Raymond Carver ne è solo un esempio. Per questo motivo, il concerto non è stato una semplice riproposizione di standard, bensì una vera e propria riscrittura, che attualizza quella musica e la adegua al contesto moderno in cui viene eseguita.

Dalla voglia di scavare alle radici degli Stati Uniti d'America, scaturisce in apertura un jazz delicato - con Caine impegnato principalmente sulla parte destra della tastiera, e Douglas che lo segue sui toni gravi, solenni -, cui si alternano brevi passaggi pianistici cadenzati.

Un jazz atipico per la Costa Orientale, dalla quale provengono i due musicisti; le sonorità infatti suggeriscono i grandi spazi degli Stati Uniti centrali, praterie e montagne rocciose, ben più di quella dimensione urbana tipica dell'Est del Paese, ma pienamente in tono con gli standard tradizionali del primo Ottocento. Mano a mano che il concerto entra nel vivo, la tromba di Douglas sale e scende con agilità sul registro timbrico, amalgamandosi con grazia al suono sommesso del pianoforte di Caine, e costituendo un'armonia su due binari melodici, che ben presto divengono uno.

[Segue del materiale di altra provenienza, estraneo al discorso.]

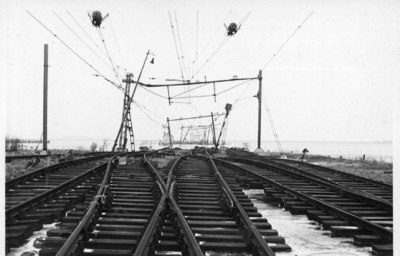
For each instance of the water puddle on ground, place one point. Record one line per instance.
(28, 247)
(305, 237)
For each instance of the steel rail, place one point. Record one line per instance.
(51, 168)
(376, 229)
(194, 246)
(341, 173)
(257, 239)
(143, 245)
(343, 190)
(69, 245)
(153, 169)
(31, 203)
(171, 171)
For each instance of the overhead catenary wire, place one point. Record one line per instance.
(108, 54)
(272, 124)
(180, 45)
(283, 45)
(176, 45)
(81, 39)
(222, 43)
(101, 50)
(181, 52)
(118, 86)
(116, 41)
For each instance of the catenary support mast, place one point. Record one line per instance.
(259, 109)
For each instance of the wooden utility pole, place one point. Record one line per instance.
(259, 109)
(46, 65)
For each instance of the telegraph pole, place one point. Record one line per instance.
(46, 65)
(259, 109)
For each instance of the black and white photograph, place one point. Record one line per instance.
(215, 128)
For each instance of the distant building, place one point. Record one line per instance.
(166, 138)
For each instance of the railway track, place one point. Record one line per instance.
(191, 209)
(44, 195)
(344, 210)
(194, 206)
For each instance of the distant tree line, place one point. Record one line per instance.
(14, 144)
(10, 140)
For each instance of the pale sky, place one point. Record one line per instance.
(334, 80)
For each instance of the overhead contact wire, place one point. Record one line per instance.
(119, 87)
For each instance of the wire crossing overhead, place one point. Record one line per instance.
(87, 63)
(222, 43)
(273, 56)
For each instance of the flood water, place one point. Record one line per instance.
(304, 236)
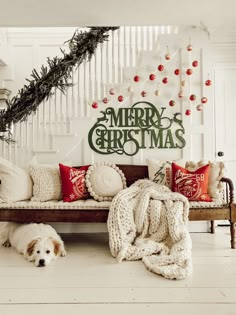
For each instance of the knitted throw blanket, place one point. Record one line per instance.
(147, 221)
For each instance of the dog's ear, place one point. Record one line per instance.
(57, 247)
(30, 247)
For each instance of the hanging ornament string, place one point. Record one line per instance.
(56, 75)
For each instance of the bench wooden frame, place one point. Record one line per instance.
(132, 173)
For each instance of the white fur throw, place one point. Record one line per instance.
(147, 221)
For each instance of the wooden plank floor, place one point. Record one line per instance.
(90, 281)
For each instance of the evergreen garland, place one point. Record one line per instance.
(56, 74)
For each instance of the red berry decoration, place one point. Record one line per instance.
(165, 80)
(152, 76)
(167, 56)
(105, 100)
(136, 78)
(144, 93)
(177, 71)
(111, 91)
(199, 107)
(95, 105)
(208, 82)
(189, 47)
(192, 97)
(204, 100)
(181, 94)
(120, 98)
(189, 71)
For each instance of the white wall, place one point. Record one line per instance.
(59, 130)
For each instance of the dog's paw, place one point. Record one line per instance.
(63, 252)
(7, 244)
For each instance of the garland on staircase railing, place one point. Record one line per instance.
(56, 74)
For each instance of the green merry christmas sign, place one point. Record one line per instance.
(141, 126)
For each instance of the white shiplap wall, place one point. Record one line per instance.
(59, 129)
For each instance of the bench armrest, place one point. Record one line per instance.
(229, 189)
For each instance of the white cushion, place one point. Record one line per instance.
(15, 184)
(87, 204)
(104, 181)
(46, 181)
(216, 172)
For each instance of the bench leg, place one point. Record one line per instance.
(212, 227)
(232, 232)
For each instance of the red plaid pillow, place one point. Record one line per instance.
(192, 185)
(73, 183)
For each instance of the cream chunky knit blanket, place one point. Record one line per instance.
(147, 221)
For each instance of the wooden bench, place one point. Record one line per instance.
(227, 211)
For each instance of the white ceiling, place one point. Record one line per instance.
(213, 13)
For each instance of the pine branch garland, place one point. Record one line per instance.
(56, 74)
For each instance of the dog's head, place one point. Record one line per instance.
(42, 251)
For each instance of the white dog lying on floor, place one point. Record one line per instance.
(39, 243)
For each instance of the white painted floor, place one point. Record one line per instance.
(90, 281)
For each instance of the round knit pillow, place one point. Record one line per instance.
(104, 180)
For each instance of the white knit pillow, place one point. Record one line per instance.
(16, 184)
(46, 181)
(104, 180)
(217, 170)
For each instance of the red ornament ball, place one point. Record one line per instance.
(167, 56)
(199, 107)
(181, 94)
(165, 80)
(177, 71)
(136, 78)
(189, 71)
(189, 47)
(208, 82)
(192, 97)
(95, 105)
(152, 77)
(144, 93)
(111, 91)
(105, 100)
(160, 67)
(204, 100)
(188, 112)
(120, 98)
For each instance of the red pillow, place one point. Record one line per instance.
(192, 185)
(73, 183)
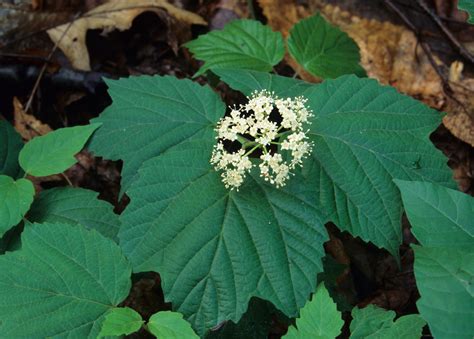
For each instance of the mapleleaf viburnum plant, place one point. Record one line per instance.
(229, 205)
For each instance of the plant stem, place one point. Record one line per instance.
(251, 9)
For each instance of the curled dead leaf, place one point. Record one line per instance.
(115, 14)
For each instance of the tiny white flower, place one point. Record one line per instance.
(253, 121)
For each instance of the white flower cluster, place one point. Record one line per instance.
(256, 126)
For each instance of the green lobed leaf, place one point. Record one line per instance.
(61, 283)
(15, 200)
(256, 323)
(372, 322)
(121, 321)
(324, 50)
(242, 43)
(365, 135)
(75, 206)
(54, 152)
(441, 220)
(439, 216)
(445, 280)
(149, 115)
(468, 6)
(319, 318)
(10, 146)
(216, 248)
(170, 325)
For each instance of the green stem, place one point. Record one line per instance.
(251, 9)
(253, 149)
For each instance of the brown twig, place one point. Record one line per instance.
(427, 50)
(43, 69)
(463, 51)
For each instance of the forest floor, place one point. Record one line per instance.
(424, 52)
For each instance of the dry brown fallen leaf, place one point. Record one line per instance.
(115, 14)
(26, 124)
(390, 54)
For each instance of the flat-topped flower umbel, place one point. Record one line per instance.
(267, 125)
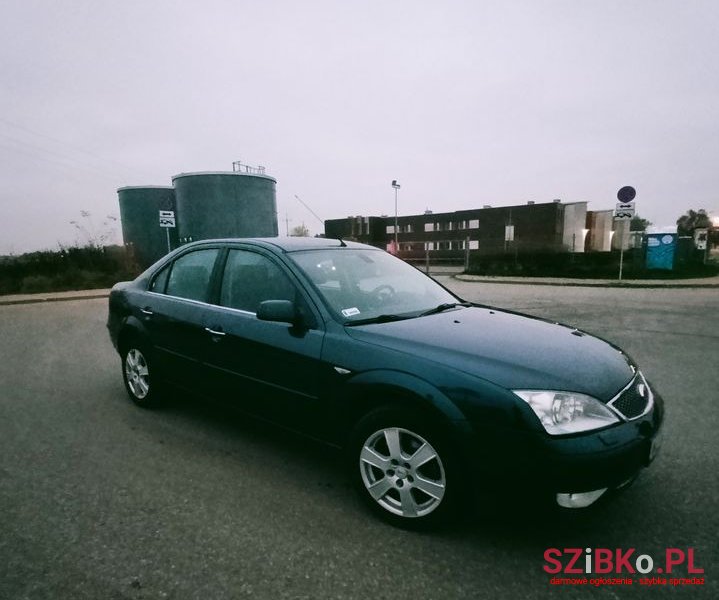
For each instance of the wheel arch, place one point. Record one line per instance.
(373, 390)
(132, 329)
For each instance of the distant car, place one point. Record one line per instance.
(433, 397)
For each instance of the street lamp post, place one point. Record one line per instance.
(396, 187)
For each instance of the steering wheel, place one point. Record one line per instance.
(383, 293)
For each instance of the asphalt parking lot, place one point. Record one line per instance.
(99, 499)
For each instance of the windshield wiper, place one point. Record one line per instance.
(379, 319)
(443, 307)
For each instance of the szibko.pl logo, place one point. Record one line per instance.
(623, 562)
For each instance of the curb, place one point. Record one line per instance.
(584, 283)
(43, 299)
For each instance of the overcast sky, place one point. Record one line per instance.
(464, 103)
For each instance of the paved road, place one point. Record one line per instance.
(99, 499)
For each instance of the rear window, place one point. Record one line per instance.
(191, 273)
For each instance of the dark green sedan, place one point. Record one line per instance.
(433, 398)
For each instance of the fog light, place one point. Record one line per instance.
(580, 500)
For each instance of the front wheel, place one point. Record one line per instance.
(137, 376)
(403, 469)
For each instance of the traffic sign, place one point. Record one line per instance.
(167, 218)
(626, 194)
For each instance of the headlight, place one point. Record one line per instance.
(567, 412)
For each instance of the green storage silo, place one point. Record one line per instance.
(220, 204)
(140, 208)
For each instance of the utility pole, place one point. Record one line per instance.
(396, 187)
(287, 225)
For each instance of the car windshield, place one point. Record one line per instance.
(364, 285)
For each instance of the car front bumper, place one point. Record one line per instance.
(574, 470)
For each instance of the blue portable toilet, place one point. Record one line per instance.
(661, 248)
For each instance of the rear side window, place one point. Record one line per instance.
(191, 273)
(160, 281)
(251, 278)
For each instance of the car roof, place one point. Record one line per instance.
(290, 244)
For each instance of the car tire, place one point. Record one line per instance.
(137, 374)
(404, 468)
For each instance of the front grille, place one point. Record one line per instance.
(634, 400)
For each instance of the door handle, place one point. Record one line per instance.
(213, 332)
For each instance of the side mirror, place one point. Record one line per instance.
(282, 311)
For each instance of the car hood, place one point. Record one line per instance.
(512, 350)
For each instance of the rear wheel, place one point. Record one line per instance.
(403, 468)
(137, 375)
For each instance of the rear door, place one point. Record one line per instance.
(175, 315)
(271, 369)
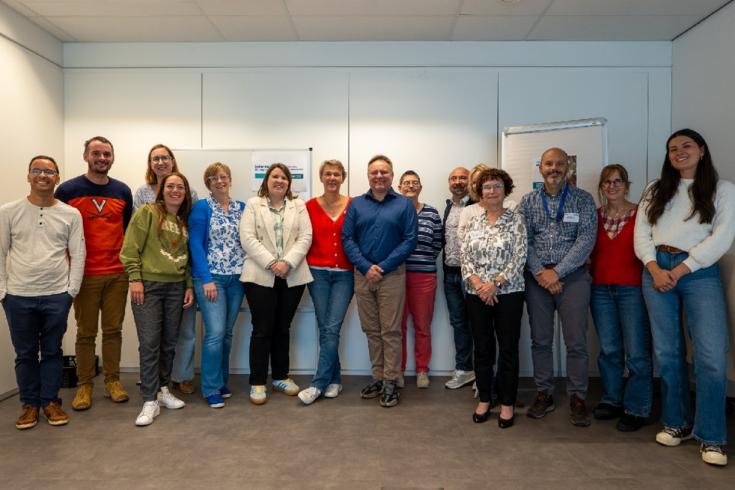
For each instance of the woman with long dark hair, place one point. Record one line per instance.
(686, 223)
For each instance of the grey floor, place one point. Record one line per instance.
(427, 442)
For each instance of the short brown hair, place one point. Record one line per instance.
(494, 174)
(150, 176)
(213, 169)
(263, 191)
(332, 163)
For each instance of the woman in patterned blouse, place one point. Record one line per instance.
(217, 261)
(493, 255)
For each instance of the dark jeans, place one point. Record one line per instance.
(37, 324)
(502, 320)
(272, 310)
(455, 295)
(157, 322)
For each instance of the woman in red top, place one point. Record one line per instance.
(618, 308)
(331, 291)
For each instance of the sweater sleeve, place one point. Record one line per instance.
(198, 231)
(77, 254)
(134, 243)
(709, 250)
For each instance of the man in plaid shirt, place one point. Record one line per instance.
(562, 223)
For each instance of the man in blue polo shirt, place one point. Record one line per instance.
(379, 232)
(561, 220)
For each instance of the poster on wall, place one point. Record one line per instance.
(297, 161)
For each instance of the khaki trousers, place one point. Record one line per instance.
(380, 307)
(107, 294)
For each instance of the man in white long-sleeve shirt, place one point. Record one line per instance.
(41, 268)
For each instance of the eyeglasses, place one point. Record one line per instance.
(215, 178)
(613, 182)
(45, 171)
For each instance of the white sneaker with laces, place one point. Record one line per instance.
(168, 400)
(459, 379)
(333, 390)
(150, 411)
(309, 395)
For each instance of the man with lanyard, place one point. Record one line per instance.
(562, 223)
(453, 290)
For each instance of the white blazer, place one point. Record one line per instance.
(258, 238)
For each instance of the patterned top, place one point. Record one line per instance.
(423, 258)
(451, 241)
(225, 255)
(615, 224)
(566, 242)
(278, 226)
(145, 195)
(491, 249)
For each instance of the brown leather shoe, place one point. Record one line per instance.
(55, 414)
(28, 419)
(186, 387)
(83, 398)
(114, 391)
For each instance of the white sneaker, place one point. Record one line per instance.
(168, 400)
(333, 390)
(258, 395)
(150, 411)
(459, 379)
(309, 395)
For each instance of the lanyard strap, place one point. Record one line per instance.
(560, 209)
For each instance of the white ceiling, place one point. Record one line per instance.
(365, 20)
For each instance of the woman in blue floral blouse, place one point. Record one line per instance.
(217, 261)
(493, 256)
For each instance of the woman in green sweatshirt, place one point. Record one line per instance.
(156, 257)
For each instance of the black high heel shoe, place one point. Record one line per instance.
(506, 423)
(480, 418)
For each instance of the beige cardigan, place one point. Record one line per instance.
(259, 241)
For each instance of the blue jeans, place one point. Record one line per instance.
(622, 326)
(37, 324)
(183, 369)
(219, 318)
(455, 295)
(702, 296)
(331, 292)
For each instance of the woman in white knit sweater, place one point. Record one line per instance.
(685, 224)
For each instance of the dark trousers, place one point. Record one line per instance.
(502, 320)
(157, 322)
(37, 324)
(272, 310)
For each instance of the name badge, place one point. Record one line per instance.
(571, 217)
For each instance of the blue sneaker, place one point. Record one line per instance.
(215, 401)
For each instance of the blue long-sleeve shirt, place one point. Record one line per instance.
(379, 232)
(567, 241)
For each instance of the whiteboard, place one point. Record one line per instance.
(193, 161)
(584, 140)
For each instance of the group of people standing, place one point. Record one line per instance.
(633, 265)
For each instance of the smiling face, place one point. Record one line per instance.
(43, 176)
(161, 163)
(99, 157)
(380, 176)
(174, 192)
(332, 178)
(277, 184)
(684, 155)
(553, 168)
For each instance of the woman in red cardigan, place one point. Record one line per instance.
(618, 308)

Un jazz sommesso, introspettivo, che invita alla reverie, alla riflessione, a perdersi in memorie lontane il cui inaspettato calore ha ancora il potere di sorprenderci. Ogni singolo brano è apparentabile alle raffinate tele di Charles Marion Russell, Carl Oscar Borg, o Thomas Moran, che nella seconda metà dell'Ottocento immortalarono il vasto e turbolento mondo della Frontiera, attraverso uno stile pittorico non privo di senso epico. Certi passaggi di Caine si avvicinano alle atmosfere della psichedelia britannica, pensiamo in particolare allo stile dell'indimenticabile Rick Wright dei Pink Floyd.

Il pubblico, estasiato, accorda applausi a ogni brano, apprezzando l'atteggiamento informale di Caine e Douglas, con quest'ultimo che improvvisa brevi siparietti.

Prima dei tre bis, chiesti con entusiasmo dal pubblico, il concerto si è chiuso con Devotion, brano aperto da un a solo di Douglas, ancora grave e solenne, cui poco dopo si affianca il delicato piano di Caine, per un'esecuzione che è una professione di fede, e d'amore, verso gli Stati Uniti, ma anche e soprattutto nei confronti del jazz.